Los días siguientes a ese encuentro con Adán fueron un remolino de emociones. Por un lado, mi cabeza gritaba que debía mantenerme lejos, que no podía permitirle volver a lastimarme. Pero, por otro lado, mi corazón seguía latiendo al ritmo de su presencia, incapaz de ignorar la conexión que aún existía entre nosotros.
Alya no tardó en enterarse.
—¿Otra vez con él? —me dijo, cruzada de brazos en la cafetería—. Ale, cariño, no puedes seguir cayendo en lo mismo.
—No es tan sencillo, Alya.
—Claro que lo es. Es tan sencillo como elegirte a ti en lugar de a él.
La conversación quedó inconclusa porque, justo en ese momento, Adán entró por la puerta. Sus ojos buscaron los míos como si fuese lo único que le importaba en el mundo. Y, por más que intenté evitarlo, el nudo en mi garganta me recordó que no podía fingir indiferencia.
Esa tarde, me llevó a su lugar favorito: una cala escondida a las afueras de Barcelona. El mar rompía contra las rocas, llenando el aire con ese olor a sal que siempre me relajaba.
—¿Por qué me trajiste aquí? —le pregunté, mientras nos sentábamos en la arena.
—Porque necesito que entiendas algo, Ale.
Me giré para mirarle. Había una seriedad en su rostro que no había visto antes.
—Sé que he sido un desastre. Que he cometido errores, y que probablemente no merezco otra oportunidad. Pero también sé que eres lo mejor que me ha pasado, y no puedo seguir sin intentar arreglar las cosas.
Sus palabras me atravesaron como un rayo. Quería creerle, quería dejarme llevar por esa sinceridad que parecía brillar en sus ojos. Pero todavía dolía.
—¿Cómo sé que no me romperás otra vez? —pregunté, con la voz quebrada.
Adán se acercó, tomando mi mano entre las suyas.
—Porque no podría soportarlo.
El silencio entre nosotros fue interrumpido solo por el sonido de las olas. Y, antes de darme cuenta, sus labios estaban sobre los míos. Fue un beso lento, profundo, cargado de emociones que no necesitaban palabras para ser entendidas.
Esa noche fue diferente. No volvimos a casa después de la cala. En lugar de eso, me llevó a un pequeño apartamento que él había alquilado en secreto, su refugio del mundo.
—Quiero que sea nuestro lugar, Ale.
—¿Nuestro?
—Sí. Un lugar donde podamos ser nosotros mismos, sin que nadie se meta.

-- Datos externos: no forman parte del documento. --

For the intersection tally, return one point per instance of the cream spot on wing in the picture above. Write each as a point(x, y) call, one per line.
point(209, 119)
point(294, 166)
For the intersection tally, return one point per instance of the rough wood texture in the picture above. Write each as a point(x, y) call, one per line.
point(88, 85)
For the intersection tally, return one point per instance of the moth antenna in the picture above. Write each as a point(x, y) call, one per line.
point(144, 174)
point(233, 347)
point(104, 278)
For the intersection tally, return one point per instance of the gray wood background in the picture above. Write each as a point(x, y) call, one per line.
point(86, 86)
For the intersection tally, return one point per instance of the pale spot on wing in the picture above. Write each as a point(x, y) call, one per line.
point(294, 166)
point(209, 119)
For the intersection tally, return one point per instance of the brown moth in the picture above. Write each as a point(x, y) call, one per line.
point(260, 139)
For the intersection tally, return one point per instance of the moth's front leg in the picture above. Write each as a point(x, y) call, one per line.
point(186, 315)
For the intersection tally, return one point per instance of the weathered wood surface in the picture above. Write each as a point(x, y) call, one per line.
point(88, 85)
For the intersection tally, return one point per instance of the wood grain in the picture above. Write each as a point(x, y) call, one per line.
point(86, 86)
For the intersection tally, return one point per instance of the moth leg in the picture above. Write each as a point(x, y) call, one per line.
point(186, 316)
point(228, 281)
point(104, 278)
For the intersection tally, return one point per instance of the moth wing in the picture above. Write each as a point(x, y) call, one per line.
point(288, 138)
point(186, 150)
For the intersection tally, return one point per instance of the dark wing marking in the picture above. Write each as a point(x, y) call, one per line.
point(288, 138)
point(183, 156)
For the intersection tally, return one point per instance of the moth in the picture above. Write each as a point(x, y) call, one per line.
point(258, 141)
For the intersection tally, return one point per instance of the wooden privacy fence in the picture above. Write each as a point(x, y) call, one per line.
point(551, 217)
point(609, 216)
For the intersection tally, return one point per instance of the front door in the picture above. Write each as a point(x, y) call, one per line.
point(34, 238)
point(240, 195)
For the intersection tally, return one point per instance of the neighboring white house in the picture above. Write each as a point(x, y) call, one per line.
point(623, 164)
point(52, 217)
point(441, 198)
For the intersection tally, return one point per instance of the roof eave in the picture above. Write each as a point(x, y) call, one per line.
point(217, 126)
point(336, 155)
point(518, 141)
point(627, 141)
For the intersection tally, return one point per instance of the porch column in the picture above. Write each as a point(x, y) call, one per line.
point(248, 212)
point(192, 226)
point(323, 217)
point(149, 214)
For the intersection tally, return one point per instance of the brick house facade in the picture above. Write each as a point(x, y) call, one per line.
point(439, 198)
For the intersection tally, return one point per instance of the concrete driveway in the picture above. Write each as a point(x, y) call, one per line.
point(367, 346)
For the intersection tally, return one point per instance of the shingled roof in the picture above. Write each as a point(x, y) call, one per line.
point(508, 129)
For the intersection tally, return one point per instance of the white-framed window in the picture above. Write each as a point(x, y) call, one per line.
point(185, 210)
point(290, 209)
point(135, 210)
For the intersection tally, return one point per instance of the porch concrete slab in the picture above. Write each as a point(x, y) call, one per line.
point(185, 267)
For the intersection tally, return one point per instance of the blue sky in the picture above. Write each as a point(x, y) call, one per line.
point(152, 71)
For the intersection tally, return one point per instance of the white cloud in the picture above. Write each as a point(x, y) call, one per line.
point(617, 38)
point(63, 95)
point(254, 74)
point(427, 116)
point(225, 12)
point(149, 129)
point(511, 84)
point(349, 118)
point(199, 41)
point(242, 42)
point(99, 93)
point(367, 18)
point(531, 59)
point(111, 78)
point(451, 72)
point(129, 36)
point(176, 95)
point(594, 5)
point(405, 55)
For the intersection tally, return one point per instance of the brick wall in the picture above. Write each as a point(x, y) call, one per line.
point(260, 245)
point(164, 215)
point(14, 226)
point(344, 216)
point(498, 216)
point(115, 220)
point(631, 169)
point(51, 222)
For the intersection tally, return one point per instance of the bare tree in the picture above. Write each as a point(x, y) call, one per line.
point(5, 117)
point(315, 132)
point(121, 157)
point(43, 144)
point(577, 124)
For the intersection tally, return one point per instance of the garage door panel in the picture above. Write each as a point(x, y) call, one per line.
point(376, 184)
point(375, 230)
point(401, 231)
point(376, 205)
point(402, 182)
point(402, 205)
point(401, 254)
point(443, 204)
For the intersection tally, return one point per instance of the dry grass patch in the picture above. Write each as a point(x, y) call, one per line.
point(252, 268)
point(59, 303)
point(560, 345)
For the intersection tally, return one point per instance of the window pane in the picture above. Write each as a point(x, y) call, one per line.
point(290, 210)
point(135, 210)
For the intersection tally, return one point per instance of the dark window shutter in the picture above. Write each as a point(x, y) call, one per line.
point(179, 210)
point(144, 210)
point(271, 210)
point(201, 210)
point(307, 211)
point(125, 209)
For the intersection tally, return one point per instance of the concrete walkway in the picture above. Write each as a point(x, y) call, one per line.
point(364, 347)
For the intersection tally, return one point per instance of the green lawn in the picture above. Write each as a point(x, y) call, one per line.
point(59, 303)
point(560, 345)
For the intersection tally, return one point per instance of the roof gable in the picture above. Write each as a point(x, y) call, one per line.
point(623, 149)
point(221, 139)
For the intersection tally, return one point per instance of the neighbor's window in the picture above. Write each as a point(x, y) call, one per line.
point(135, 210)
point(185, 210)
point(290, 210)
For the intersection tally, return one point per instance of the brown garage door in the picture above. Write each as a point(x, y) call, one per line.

El ambiente cambió. Había una tensión entre nosotros que iba más allá de las palabras. Adán se acercó, y su mano acarició mi mejilla con una ternura que hizo que mi corazón se acelerara.
—No tienes que hacer nada que no quieras —me dijo, mirándome a los ojos.
Pero yo quería.
Las horas siguientes fueron un torbellino de emociones y sensaciones. Cada caricia, cada beso, cada susurro quedaba grabado en mi piel como si fuese parte de mí. Fue la primera vez que me sentí completamente vulnerable con alguien, y aunque me asustaba, también era la experiencia más hermosa que había vivido.
Cuando todo terminó, nos quedamos abrazados en el pequeño sofá del apartamento, envueltos en una manta que apenas cubría nuestras piernas.
—¿Crees que esto puede durar? —le pregunté, rompiendo el silencio.
—Si depende de mí, no dejaré que se acabe.
Sus palabras me hicieron sonreír, aunque una parte de mí seguía temiendo que todo se desmoronara. Pero, por esa noche, decidí dejar de lado las dudas y permitirme creer en nosotros.